The high-profile Apple V. FBI case that flooded mainstream media in December last year caused a flurry of conversations on encryption and the compromises of national security. Apple’s decline to assist the FBI in accessing the device used in the San Bernardino case—followed by the FBI’s reveal that they had paid an outside company to hack the device—raised nationwide concern about the proper legal limits of encryption. And though it is a case fresh on many people’s minds, Century Foundation policy associate Sam Adler-Bell reminds us that “we’ve been here before” and that the questions we’re asking now are far from novel. In fact, the debate over privacy at the hands of security has been around since the 1970s. Last week’s “Debates of the Century @NYUWagner” raised these concerns and exposed its audience members to the quiet realities of encryption by putting forth the motion, “Government should have lawful access to any encrypted message or device.”

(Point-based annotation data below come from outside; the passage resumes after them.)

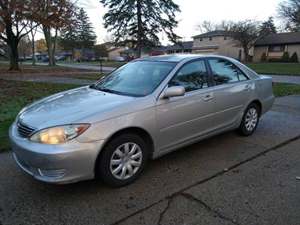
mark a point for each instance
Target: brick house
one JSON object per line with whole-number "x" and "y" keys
{"x": 218, "y": 42}
{"x": 274, "y": 46}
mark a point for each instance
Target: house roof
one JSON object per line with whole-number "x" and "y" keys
{"x": 186, "y": 45}
{"x": 213, "y": 34}
{"x": 281, "y": 38}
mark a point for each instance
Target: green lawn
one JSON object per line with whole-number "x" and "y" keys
{"x": 14, "y": 95}
{"x": 276, "y": 68}
{"x": 281, "y": 89}
{"x": 97, "y": 63}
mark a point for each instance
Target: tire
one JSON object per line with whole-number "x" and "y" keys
{"x": 126, "y": 152}
{"x": 250, "y": 120}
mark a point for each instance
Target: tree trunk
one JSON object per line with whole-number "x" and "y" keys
{"x": 48, "y": 38}
{"x": 12, "y": 43}
{"x": 246, "y": 53}
{"x": 33, "y": 48}
{"x": 54, "y": 45}
{"x": 140, "y": 31}
{"x": 13, "y": 55}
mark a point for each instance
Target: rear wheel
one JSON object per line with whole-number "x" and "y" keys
{"x": 123, "y": 160}
{"x": 250, "y": 120}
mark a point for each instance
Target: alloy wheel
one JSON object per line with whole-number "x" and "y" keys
{"x": 126, "y": 160}
{"x": 251, "y": 119}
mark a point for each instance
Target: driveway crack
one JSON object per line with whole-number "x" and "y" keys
{"x": 209, "y": 209}
{"x": 170, "y": 197}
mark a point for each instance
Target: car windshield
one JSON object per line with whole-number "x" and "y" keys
{"x": 138, "y": 78}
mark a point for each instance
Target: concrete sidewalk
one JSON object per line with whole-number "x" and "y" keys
{"x": 226, "y": 179}
{"x": 285, "y": 79}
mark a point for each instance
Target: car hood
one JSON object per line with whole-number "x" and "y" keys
{"x": 73, "y": 106}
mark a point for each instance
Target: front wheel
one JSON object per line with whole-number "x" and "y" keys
{"x": 250, "y": 120}
{"x": 123, "y": 159}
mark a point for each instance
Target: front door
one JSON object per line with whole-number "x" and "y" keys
{"x": 182, "y": 118}
{"x": 232, "y": 91}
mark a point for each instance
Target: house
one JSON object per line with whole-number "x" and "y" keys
{"x": 273, "y": 46}
{"x": 185, "y": 47}
{"x": 218, "y": 42}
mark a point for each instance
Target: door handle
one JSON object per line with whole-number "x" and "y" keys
{"x": 207, "y": 97}
{"x": 247, "y": 87}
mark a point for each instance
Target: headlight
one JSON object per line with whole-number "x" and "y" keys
{"x": 59, "y": 135}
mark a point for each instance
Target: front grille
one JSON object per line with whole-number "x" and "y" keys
{"x": 24, "y": 130}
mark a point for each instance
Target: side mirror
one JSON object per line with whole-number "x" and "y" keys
{"x": 174, "y": 92}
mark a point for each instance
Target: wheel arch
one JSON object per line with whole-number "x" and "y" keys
{"x": 258, "y": 103}
{"x": 135, "y": 130}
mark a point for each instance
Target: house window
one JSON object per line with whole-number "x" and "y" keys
{"x": 276, "y": 48}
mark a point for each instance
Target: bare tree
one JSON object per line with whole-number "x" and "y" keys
{"x": 54, "y": 15}
{"x": 289, "y": 11}
{"x": 14, "y": 18}
{"x": 246, "y": 32}
{"x": 33, "y": 30}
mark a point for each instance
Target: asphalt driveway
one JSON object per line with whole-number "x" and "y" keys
{"x": 227, "y": 179}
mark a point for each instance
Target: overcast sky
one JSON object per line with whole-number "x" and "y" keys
{"x": 193, "y": 12}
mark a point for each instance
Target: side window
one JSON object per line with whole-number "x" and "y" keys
{"x": 225, "y": 72}
{"x": 192, "y": 76}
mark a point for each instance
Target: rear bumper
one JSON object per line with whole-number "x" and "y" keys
{"x": 267, "y": 104}
{"x": 66, "y": 163}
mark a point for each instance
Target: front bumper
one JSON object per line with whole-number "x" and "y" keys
{"x": 65, "y": 163}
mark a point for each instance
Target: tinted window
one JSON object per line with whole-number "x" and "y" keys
{"x": 225, "y": 72}
{"x": 137, "y": 78}
{"x": 192, "y": 76}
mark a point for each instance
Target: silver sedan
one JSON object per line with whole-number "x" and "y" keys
{"x": 141, "y": 111}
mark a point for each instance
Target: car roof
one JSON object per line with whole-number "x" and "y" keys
{"x": 169, "y": 58}
{"x": 176, "y": 58}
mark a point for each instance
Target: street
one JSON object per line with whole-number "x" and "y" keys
{"x": 227, "y": 179}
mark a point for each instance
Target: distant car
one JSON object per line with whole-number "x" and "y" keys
{"x": 119, "y": 59}
{"x": 144, "y": 109}
{"x": 45, "y": 59}
{"x": 61, "y": 58}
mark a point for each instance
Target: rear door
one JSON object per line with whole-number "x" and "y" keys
{"x": 182, "y": 118}
{"x": 232, "y": 90}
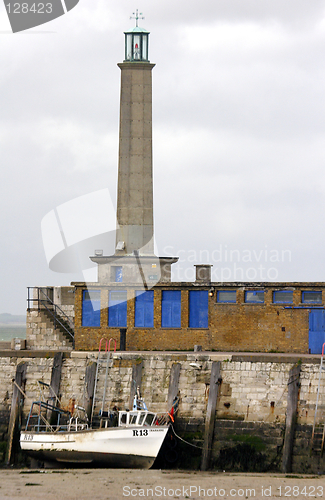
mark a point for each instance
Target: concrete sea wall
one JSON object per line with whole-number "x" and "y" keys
{"x": 251, "y": 407}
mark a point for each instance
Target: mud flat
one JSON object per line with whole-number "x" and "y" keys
{"x": 114, "y": 484}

Debate opponents CNN host Fareed Zakaria and former NSA contractor Edward Snowden went head to head over whether locked devices and messages keep us safe, or in Snowden’s words, over whether the American people should be entitled to a level of “more security or less security.” The debate, moderated by Century Foundation senior fellow Barton Gellman, was part of TCF’s Spring 2016 event series, meant to offer enlightening discussion on relevant policy issues and provide factually accurate information straight from the experts. Snowden, who tuned in remotely via video link from Moscow to debate against the motion, and Zakaria, who debated for the motion, offered insightful viewpoints—but perhaps more importantly, proved that the argument remains far from being either black or white.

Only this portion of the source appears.